On-line version ISSN 2564-8896Print version ISSN 0034-8376

Rev. invest. clín. vol.73 n.5 Ciudad de México Sep./Oct. 2021  Epub Oct 18, 2021

https://doi.org/10.24875/ric.21000312 

Perspectives

Challenges of Treating Young Women With Cancer in the Era of New Oncologic Treatments

María T. Bourlon1 

Regina Barragan-Carrillo1 

Fernanda Mesa-Chavez2  3 

Cynthia Villarreal-Garza2  3  * 

1Hematology-Oncology Department, Instituto Nacional de Ciencias Médicas y Nutrición Salvador Zubirán, Mexico City, Mexico, Mexico

2Breast Cancer Center, Hospital Zambrano Hellion TecSalud, Tecnologico de Monterrey, San Pedro Garza García, NL, Mexico, Mexico

3Joven & Fuerte: Programa para la Atención e Investigación de Mujeres Jóvenes con Cáncer de Mama, Mexico City, Mexico


ABSTRACT

Young women with cancer comprise a special population of patients who experience cancer and oncologic care in a unique way. Recent progress in diagnostic and therapeutic approaches has transformed the landscape of clinical oncology practice. This perspective addresses novel therapies, and some of the main challenges that oncologists face when providing care for young patients in the era of next-generation sequencing and tissue-agnostic approaches through the use of targeted therapies for diverse malignancies.

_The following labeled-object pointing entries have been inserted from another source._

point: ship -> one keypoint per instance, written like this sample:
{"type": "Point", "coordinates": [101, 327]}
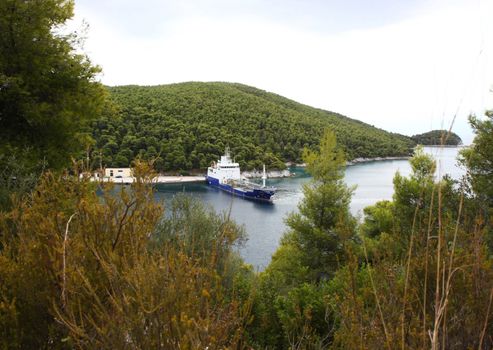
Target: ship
{"type": "Point", "coordinates": [225, 174]}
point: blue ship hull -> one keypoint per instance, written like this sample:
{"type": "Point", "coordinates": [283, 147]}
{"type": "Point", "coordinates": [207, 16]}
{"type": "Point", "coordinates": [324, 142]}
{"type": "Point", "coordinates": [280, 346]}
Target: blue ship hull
{"type": "Point", "coordinates": [252, 194]}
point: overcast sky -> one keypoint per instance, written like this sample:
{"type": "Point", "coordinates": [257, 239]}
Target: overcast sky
{"type": "Point", "coordinates": [406, 66]}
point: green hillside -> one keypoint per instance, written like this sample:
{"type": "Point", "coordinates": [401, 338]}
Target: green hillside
{"type": "Point", "coordinates": [437, 137]}
{"type": "Point", "coordinates": [188, 125]}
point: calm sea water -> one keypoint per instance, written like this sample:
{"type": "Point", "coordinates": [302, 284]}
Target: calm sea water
{"type": "Point", "coordinates": [264, 223]}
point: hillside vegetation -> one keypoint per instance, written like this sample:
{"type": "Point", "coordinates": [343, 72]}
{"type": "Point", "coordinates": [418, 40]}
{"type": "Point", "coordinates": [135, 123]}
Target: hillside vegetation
{"type": "Point", "coordinates": [186, 126]}
{"type": "Point", "coordinates": [438, 137]}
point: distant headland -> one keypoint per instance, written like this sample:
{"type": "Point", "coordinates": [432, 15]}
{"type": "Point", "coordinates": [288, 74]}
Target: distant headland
{"type": "Point", "coordinates": [437, 137]}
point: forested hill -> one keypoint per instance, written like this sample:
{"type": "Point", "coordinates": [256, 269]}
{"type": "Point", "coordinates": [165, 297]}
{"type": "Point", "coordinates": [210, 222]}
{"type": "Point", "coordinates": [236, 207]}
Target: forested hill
{"type": "Point", "coordinates": [437, 137]}
{"type": "Point", "coordinates": [188, 125]}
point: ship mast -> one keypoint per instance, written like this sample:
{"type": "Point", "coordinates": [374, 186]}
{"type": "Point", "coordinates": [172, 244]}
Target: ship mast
{"type": "Point", "coordinates": [264, 177]}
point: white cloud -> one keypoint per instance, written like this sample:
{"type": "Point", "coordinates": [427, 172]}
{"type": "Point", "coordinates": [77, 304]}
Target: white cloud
{"type": "Point", "coordinates": [406, 77]}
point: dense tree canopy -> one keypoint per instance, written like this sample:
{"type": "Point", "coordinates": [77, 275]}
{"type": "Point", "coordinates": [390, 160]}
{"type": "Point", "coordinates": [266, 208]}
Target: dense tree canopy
{"type": "Point", "coordinates": [437, 137]}
{"type": "Point", "coordinates": [188, 125]}
{"type": "Point", "coordinates": [47, 88]}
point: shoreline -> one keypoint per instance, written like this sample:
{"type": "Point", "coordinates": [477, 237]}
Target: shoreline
{"type": "Point", "coordinates": [249, 174]}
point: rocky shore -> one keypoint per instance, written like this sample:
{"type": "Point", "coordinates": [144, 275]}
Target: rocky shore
{"type": "Point", "coordinates": [376, 159]}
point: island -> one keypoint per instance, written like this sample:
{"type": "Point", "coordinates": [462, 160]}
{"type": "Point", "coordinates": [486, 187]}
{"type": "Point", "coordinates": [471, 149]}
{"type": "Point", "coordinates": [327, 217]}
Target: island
{"type": "Point", "coordinates": [437, 137]}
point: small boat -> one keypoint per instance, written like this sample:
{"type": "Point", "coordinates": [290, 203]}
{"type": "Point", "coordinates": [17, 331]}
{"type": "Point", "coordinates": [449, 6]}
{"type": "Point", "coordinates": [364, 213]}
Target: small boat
{"type": "Point", "coordinates": [225, 175]}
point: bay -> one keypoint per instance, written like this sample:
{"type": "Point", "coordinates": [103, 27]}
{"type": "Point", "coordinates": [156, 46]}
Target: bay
{"type": "Point", "coordinates": [264, 223]}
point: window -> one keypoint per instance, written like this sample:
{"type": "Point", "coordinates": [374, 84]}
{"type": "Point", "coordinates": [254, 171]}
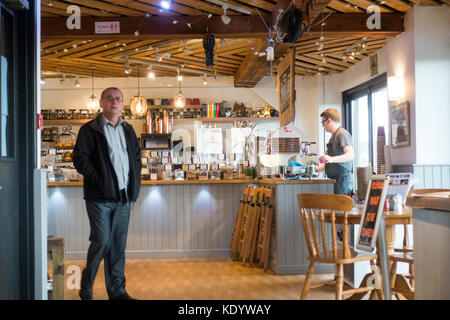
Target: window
{"type": "Point", "coordinates": [6, 102]}
{"type": "Point", "coordinates": [367, 116]}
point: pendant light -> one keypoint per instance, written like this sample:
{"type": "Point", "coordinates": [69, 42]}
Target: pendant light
{"type": "Point", "coordinates": [93, 105]}
{"type": "Point", "coordinates": [138, 104]}
{"type": "Point", "coordinates": [179, 99]}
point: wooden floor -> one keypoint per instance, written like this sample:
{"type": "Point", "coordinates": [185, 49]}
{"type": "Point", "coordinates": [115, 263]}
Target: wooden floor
{"type": "Point", "coordinates": [203, 279]}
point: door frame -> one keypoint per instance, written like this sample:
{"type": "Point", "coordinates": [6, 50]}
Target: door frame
{"type": "Point", "coordinates": [366, 88]}
{"type": "Point", "coordinates": [25, 81]}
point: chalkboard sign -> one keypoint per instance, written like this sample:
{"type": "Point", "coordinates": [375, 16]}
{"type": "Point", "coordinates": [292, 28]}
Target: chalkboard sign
{"type": "Point", "coordinates": [373, 211]}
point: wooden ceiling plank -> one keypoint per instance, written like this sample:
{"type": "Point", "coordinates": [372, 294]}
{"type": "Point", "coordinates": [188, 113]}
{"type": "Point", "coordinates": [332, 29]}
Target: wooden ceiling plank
{"type": "Point", "coordinates": [101, 5]}
{"type": "Point", "coordinates": [83, 10]}
{"type": "Point", "coordinates": [266, 5]}
{"type": "Point", "coordinates": [425, 2]}
{"type": "Point", "coordinates": [398, 5]}
{"type": "Point", "coordinates": [364, 4]}
{"type": "Point", "coordinates": [344, 7]}
{"type": "Point", "coordinates": [144, 8]}
{"type": "Point", "coordinates": [176, 8]}
{"type": "Point", "coordinates": [318, 61]}
{"type": "Point", "coordinates": [158, 28]}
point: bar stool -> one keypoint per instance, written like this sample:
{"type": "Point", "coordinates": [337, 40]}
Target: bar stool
{"type": "Point", "coordinates": [399, 285]}
{"type": "Point", "coordinates": [317, 203]}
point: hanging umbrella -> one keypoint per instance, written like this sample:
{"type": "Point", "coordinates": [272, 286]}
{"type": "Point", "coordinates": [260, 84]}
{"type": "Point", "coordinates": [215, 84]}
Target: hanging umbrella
{"type": "Point", "coordinates": [208, 45]}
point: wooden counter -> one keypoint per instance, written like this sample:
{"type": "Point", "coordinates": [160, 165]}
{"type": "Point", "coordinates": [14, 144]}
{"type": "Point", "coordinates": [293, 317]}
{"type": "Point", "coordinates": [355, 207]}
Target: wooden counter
{"type": "Point", "coordinates": [188, 219]}
{"type": "Point", "coordinates": [223, 181]}
{"type": "Point", "coordinates": [431, 233]}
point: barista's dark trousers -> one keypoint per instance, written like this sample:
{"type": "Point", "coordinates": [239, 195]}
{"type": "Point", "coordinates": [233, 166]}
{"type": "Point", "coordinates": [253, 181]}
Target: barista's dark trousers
{"type": "Point", "coordinates": [108, 237]}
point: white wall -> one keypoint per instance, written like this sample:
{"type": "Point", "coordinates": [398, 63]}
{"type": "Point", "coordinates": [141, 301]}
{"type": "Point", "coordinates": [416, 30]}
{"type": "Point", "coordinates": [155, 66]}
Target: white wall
{"type": "Point", "coordinates": [432, 84]}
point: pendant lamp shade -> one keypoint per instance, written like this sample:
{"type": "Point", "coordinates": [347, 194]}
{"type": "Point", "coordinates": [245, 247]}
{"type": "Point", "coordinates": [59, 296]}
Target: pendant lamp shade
{"type": "Point", "coordinates": [179, 101]}
{"type": "Point", "coordinates": [138, 104]}
{"type": "Point", "coordinates": [93, 105]}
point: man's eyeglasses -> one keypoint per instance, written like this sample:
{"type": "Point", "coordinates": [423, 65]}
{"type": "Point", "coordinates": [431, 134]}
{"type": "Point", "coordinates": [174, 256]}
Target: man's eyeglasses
{"type": "Point", "coordinates": [111, 99]}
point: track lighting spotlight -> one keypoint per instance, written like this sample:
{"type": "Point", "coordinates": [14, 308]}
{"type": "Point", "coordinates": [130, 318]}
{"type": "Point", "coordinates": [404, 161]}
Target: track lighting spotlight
{"type": "Point", "coordinates": [225, 19]}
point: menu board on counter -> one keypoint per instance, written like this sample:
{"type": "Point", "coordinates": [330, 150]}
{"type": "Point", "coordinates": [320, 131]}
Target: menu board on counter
{"type": "Point", "coordinates": [209, 141]}
{"type": "Point", "coordinates": [372, 214]}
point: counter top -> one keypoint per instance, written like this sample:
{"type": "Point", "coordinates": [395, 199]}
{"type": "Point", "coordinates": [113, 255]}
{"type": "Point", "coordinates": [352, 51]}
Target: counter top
{"type": "Point", "coordinates": [435, 199]}
{"type": "Point", "coordinates": [224, 181]}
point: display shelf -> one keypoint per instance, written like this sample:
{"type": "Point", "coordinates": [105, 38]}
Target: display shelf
{"type": "Point", "coordinates": [156, 107]}
{"type": "Point", "coordinates": [66, 121]}
{"type": "Point", "coordinates": [223, 119]}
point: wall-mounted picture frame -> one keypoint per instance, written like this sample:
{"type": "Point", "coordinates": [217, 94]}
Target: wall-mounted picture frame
{"type": "Point", "coordinates": [400, 125]}
{"type": "Point", "coordinates": [286, 88]}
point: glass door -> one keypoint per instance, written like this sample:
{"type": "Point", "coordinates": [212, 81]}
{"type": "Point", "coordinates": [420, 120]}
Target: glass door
{"type": "Point", "coordinates": [366, 118]}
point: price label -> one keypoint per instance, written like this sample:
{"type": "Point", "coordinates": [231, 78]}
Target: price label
{"type": "Point", "coordinates": [373, 211]}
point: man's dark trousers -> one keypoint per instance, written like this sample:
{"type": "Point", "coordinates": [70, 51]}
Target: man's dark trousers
{"type": "Point", "coordinates": [109, 228]}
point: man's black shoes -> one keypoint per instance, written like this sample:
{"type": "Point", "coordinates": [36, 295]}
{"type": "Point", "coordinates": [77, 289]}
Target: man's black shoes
{"type": "Point", "coordinates": [124, 296]}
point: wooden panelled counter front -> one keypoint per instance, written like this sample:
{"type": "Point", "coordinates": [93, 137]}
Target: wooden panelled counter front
{"type": "Point", "coordinates": [188, 219]}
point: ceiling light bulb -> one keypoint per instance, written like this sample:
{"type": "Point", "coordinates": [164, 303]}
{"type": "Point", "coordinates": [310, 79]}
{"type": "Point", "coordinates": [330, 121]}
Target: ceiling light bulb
{"type": "Point", "coordinates": [225, 19]}
{"type": "Point", "coordinates": [165, 4]}
{"type": "Point", "coordinates": [127, 66]}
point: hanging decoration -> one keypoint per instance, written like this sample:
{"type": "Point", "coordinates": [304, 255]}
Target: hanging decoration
{"type": "Point", "coordinates": [208, 44]}
{"type": "Point", "coordinates": [179, 100]}
{"type": "Point", "coordinates": [138, 104]}
{"type": "Point", "coordinates": [93, 105]}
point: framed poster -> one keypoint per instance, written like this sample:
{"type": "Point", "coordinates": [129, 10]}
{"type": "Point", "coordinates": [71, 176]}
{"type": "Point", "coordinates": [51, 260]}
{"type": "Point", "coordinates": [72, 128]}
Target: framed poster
{"type": "Point", "coordinates": [373, 211]}
{"type": "Point", "coordinates": [400, 127]}
{"type": "Point", "coordinates": [286, 88]}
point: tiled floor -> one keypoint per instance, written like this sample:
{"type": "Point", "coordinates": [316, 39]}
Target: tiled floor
{"type": "Point", "coordinates": [203, 279]}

Key words Breast cancer; Thyroid cancer,; Cervical cancer; Young women and cancer

In recent years, the incidence and prevalence of cancer in young adults (individuals aged 20-39 years) have increased progressively. To date, breast, thyroid, and cervical carcinomas are by far the most commonly diagnosed malignancies in this age group, affecting females either exclusively or predominantly1. Novel advances in oncology and related fields have improved physicians’ ability to provide integral care for young women with cancer. However, in this era, oncologists are still challenged to aid this young group in solving health-care issues while also addressing the possible repercussions that cancer and oncologic treatment may have on diverse areas of their lives.

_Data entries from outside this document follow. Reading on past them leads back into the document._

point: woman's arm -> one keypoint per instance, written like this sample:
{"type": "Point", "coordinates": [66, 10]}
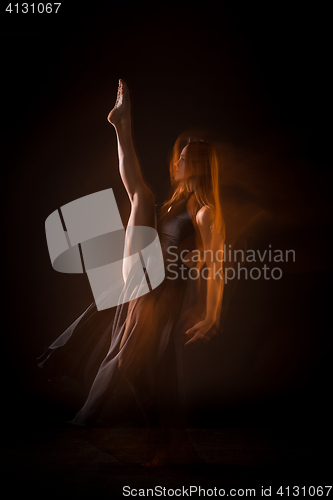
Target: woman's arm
{"type": "Point", "coordinates": [212, 246]}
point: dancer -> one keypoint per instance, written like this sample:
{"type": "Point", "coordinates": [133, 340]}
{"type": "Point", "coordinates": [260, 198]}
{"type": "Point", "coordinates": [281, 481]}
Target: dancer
{"type": "Point", "coordinates": [150, 334]}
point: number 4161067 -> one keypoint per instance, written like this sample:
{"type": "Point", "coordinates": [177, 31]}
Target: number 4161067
{"type": "Point", "coordinates": [40, 8]}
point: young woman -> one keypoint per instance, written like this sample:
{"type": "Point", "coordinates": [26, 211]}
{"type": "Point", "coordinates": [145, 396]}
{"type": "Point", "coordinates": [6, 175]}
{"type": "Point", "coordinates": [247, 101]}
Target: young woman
{"type": "Point", "coordinates": [150, 334]}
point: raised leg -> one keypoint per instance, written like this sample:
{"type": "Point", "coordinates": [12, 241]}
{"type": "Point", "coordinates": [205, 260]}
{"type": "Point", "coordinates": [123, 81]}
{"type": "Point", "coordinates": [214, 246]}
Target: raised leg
{"type": "Point", "coordinates": [142, 199]}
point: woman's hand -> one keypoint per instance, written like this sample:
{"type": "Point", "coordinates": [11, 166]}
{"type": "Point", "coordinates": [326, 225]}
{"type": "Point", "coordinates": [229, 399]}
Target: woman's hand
{"type": "Point", "coordinates": [199, 330]}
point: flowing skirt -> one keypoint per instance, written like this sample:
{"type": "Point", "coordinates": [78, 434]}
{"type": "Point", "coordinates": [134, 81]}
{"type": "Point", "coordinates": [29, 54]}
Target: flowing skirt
{"type": "Point", "coordinates": [129, 362]}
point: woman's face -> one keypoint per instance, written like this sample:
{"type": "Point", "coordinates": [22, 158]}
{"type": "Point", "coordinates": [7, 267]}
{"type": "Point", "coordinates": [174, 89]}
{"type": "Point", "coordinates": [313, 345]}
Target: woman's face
{"type": "Point", "coordinates": [180, 166]}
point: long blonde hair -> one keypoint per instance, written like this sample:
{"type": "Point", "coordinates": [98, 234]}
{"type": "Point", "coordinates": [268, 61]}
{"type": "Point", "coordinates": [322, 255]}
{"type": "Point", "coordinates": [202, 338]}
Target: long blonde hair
{"type": "Point", "coordinates": [203, 168]}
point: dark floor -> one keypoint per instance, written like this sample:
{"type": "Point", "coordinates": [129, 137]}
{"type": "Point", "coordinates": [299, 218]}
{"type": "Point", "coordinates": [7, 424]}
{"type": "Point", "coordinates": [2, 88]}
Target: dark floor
{"type": "Point", "coordinates": [51, 462]}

Recent progress in different fields of oncology has enabled more precise diagnoses and increased the availability of new targeted treatment options for cancer patients. These novel technologies and therapies have been approved independently of patients’ age. Nevertheless, young women especially benefit from these advances for particular reasons, including the high representation of females in the young adult cancer population and their improved life expectancy, which allows them to continue fulfilling their active social roles. However, these scientific breakthroughs can also lead to unique challenges among young patients, mainly emerging toxicities, well-known oncofertility issues associated with cancer treatment, survivorship aspects, and access to personalized medicine.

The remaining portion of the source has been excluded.